# Crash dump prob. - sleeping thread owns a non-sleepable lock during crash dump write



## Terry_Kennedy (May 13, 2010)

Got an interesting crash just now (well, as interesting as a crash on a soon-to-be production system can be) :\

This is 8-STABLE/amd64, last cvsup'd early in the morning of May 9th.

The system didn't complete the crash dump, so it needed a manual reset to get it going again.

The crash was a "page fault while in kernel mode" with the current process being the interrupt service routine for the bce0 GigE. Things progressed reasonably until partway through the dump, when the system locked up with a "Sleeping thread (tid 100028, pid 12) owns a non-sleepable lock". That's the same PID as reported in the main crash.

Screen capture here. Complete dmesg, etc. available on request.

As I mentioned above, the system needed a hard reset to get going again. savecore doesn't think there's a usable dump, so I don't think there's any more info to gather.

I just cvsup'd the box and built a new kernel, in case the previous cvsup was in between related commits, or to see if anything changed since. I still have the old kernel around in case any useful info can be gathered from it.

So, a couple questions:

1) Anything known to be funky w/ bce?

2) Should the part of the system that caused the panic be able to lock up the crash dump process? Obviously, if the disk driver causes a panic, all bets are off when trying to use it to write the dump, but this crash seems to have been from a network driver. Shouldn't a double panic just give up on the dump and try a reboot?

3) Is there any way to rig the system to obtain more info if this happens again? Right now I'm using an embedded remote console server, but I could switch the system to a serial port if enabling the kernel debugger might help. But I think that the sleeping thread bit would happen even at the debugger prompt, wouldn't it?


----------



## Terry_Kennedy (May 13, 2010)

Terry_Kennedy said:
			
		

> I just cvsup'd the box and built a new kernel, in case the previous cvsup was in between related commits, or to see if anything changed since.



I just booted the new kernel and tried this again, and got another crash. The message is identical to the first, except that the instruction pointer changed by 0x10 (presumably due to code differences between the old and new kernels) and it got 6MB further writing the crash dump.

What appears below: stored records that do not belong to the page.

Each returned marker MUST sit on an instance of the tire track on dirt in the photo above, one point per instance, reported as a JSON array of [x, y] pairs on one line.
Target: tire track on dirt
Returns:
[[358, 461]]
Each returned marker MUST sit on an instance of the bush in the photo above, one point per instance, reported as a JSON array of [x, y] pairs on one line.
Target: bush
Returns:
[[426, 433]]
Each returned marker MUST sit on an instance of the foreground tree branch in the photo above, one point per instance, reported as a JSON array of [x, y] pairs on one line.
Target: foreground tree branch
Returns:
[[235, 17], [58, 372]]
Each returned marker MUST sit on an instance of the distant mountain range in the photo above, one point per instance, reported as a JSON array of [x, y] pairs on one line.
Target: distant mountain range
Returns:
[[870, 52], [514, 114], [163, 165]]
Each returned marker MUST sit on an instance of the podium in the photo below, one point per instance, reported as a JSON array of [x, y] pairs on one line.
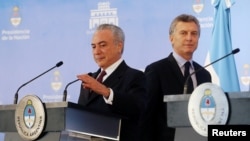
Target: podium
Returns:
[[177, 114], [65, 121]]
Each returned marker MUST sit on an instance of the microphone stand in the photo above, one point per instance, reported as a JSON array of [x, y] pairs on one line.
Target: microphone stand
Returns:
[[16, 95]]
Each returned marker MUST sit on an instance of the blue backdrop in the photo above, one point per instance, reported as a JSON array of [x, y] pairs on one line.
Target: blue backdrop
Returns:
[[35, 35]]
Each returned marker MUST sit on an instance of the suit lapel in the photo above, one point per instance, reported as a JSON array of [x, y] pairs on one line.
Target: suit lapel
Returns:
[[111, 81], [176, 69]]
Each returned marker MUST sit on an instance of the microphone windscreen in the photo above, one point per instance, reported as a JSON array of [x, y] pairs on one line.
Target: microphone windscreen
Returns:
[[235, 50], [59, 64]]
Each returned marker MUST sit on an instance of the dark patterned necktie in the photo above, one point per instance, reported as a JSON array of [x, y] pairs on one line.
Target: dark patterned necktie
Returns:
[[100, 77], [186, 74]]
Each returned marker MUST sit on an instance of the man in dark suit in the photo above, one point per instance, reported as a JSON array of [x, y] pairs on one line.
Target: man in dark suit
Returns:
[[122, 90], [166, 76]]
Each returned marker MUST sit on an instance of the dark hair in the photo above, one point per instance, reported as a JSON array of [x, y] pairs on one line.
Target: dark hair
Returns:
[[184, 18]]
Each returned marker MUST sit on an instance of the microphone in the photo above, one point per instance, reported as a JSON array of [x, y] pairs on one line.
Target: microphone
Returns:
[[186, 82], [65, 90], [16, 95]]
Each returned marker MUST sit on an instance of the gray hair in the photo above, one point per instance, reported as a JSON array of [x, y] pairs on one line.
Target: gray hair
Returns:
[[184, 18], [117, 32]]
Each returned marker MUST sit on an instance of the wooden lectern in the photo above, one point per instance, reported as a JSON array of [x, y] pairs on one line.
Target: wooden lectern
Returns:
[[177, 114], [65, 121]]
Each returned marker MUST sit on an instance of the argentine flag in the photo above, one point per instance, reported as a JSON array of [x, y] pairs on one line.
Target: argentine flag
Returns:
[[223, 72]]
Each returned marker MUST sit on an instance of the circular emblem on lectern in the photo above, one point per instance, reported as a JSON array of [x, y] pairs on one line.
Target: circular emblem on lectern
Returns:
[[207, 105], [30, 117]]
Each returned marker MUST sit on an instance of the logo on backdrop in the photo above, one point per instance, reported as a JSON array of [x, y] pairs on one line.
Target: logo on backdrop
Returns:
[[30, 117], [103, 14], [15, 19], [208, 105], [16, 33]]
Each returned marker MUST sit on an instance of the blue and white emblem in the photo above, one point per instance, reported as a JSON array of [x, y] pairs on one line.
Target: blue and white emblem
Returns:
[[207, 105], [29, 114]]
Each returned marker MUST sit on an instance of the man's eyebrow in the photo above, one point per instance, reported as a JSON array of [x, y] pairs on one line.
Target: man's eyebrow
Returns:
[[99, 42]]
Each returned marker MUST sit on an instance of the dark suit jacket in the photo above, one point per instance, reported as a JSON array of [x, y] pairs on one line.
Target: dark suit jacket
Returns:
[[129, 90], [164, 77]]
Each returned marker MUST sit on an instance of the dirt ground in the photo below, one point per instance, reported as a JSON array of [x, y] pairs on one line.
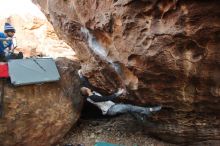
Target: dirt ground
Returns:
[[123, 130]]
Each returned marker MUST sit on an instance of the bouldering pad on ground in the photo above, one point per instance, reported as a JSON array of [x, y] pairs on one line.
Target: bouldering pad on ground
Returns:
[[32, 71]]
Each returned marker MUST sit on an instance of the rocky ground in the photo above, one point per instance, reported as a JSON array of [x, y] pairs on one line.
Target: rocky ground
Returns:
[[118, 130], [123, 129]]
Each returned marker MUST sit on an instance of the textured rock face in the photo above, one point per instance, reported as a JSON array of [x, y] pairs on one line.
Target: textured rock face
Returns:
[[166, 52], [39, 115]]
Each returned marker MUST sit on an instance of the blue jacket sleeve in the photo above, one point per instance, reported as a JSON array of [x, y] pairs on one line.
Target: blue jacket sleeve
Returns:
[[97, 98]]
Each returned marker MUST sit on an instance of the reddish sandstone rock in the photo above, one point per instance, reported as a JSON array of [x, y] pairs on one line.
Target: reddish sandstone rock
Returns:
[[167, 53], [40, 115]]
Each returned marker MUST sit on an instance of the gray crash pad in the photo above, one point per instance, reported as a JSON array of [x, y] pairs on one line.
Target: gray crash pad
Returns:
[[32, 71]]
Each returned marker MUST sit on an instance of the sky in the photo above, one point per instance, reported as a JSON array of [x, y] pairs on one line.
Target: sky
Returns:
[[19, 7]]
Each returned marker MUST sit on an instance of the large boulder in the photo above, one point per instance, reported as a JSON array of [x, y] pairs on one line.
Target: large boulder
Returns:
[[34, 34], [164, 51], [40, 115]]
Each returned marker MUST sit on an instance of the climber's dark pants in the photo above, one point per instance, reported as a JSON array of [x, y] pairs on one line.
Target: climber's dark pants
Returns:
[[127, 108]]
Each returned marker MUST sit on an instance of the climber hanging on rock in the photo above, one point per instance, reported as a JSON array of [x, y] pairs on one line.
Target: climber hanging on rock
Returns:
[[6, 44], [106, 104]]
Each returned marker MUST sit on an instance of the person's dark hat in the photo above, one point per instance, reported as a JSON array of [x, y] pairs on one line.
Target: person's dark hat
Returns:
[[8, 28]]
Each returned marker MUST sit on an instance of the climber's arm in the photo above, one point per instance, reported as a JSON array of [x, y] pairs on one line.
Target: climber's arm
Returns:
[[84, 80]]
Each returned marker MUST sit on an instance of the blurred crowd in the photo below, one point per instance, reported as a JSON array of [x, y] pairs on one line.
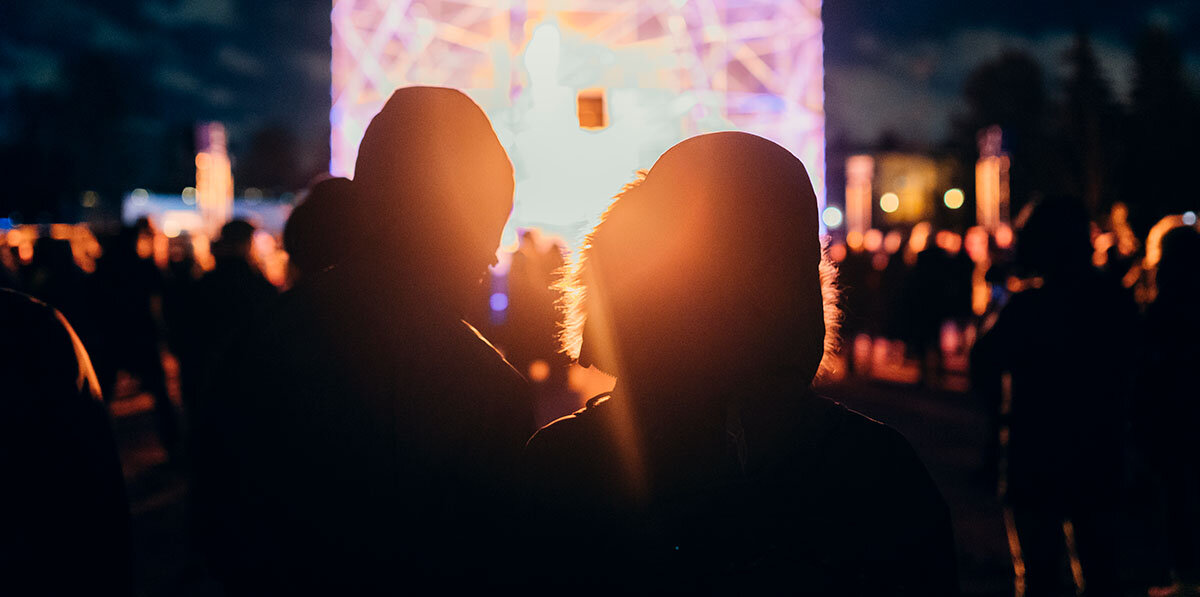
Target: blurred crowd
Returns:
[[1080, 333]]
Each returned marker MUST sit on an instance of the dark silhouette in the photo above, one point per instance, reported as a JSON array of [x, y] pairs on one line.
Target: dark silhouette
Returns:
[[318, 233], [63, 506], [54, 278], [529, 338], [1068, 344], [1170, 411], [126, 321], [713, 466], [222, 303], [361, 438]]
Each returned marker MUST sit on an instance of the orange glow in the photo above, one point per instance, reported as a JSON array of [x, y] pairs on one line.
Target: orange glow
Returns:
[[1003, 236], [855, 240], [889, 203], [1155, 240], [873, 240], [893, 241], [977, 243], [838, 253], [948, 241], [1101, 246], [859, 173], [919, 237], [953, 198], [539, 371]]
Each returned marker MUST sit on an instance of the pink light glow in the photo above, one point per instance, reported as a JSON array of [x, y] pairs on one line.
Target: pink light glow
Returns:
[[669, 70]]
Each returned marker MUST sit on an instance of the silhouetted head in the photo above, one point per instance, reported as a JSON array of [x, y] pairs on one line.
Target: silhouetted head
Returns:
[[437, 181], [235, 241], [1054, 237], [1179, 269], [318, 233], [669, 288], [53, 254]]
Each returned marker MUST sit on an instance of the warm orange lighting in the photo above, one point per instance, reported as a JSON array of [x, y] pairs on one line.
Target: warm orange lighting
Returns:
[[859, 174], [948, 241], [855, 239], [539, 371], [892, 242], [919, 239], [873, 240], [889, 203], [832, 217], [953, 198], [1003, 236]]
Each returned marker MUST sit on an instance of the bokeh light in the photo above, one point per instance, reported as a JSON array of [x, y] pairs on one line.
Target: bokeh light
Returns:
[[889, 203], [953, 198], [832, 217], [499, 301]]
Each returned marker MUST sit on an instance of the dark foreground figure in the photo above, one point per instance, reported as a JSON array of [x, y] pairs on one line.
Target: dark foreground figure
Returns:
[[64, 520], [366, 439], [1069, 347], [713, 468]]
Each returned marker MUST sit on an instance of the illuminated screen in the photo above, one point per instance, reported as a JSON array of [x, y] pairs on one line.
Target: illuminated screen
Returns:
[[583, 92]]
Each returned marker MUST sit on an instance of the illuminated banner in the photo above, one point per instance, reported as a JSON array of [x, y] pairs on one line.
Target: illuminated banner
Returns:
[[583, 92]]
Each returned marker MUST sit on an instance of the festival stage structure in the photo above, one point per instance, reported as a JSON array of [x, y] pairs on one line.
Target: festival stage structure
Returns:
[[583, 92]]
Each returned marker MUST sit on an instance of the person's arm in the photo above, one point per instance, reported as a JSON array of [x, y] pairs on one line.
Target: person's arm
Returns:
[[917, 555]]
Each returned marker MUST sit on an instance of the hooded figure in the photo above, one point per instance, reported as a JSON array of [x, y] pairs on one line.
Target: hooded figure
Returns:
[[64, 513], [713, 466], [366, 438]]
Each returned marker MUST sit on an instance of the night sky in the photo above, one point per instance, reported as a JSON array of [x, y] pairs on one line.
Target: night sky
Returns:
[[889, 66]]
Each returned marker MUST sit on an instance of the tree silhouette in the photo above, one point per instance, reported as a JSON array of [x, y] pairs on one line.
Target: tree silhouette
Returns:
[[1164, 127], [1091, 125]]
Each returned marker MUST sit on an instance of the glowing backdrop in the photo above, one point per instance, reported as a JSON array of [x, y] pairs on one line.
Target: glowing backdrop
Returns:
[[663, 71]]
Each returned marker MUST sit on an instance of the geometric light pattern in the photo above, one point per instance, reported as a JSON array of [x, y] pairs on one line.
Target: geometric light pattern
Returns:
[[669, 68]]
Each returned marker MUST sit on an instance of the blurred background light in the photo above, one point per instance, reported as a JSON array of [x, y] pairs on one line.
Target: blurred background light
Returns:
[[889, 203], [832, 217], [953, 198]]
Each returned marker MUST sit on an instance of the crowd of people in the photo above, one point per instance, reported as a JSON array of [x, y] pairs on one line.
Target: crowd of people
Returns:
[[355, 434]]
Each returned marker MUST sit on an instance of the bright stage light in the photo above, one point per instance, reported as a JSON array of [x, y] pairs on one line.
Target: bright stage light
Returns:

Since it seems I can reproduce this at will, I'll be glad to either perform additional information-gathering or give a developer access to the box for testing purposes.

Is it possible to correlate the source line in the kernel with the instruction pointer in the panic?


----------



## DutchDaemon (May 14, 2010)

It's probably advisable to go to the applicable mailing list with this. This is something a developer might be interested in, but most of them are not here (this being an end-user forum mostly).


----------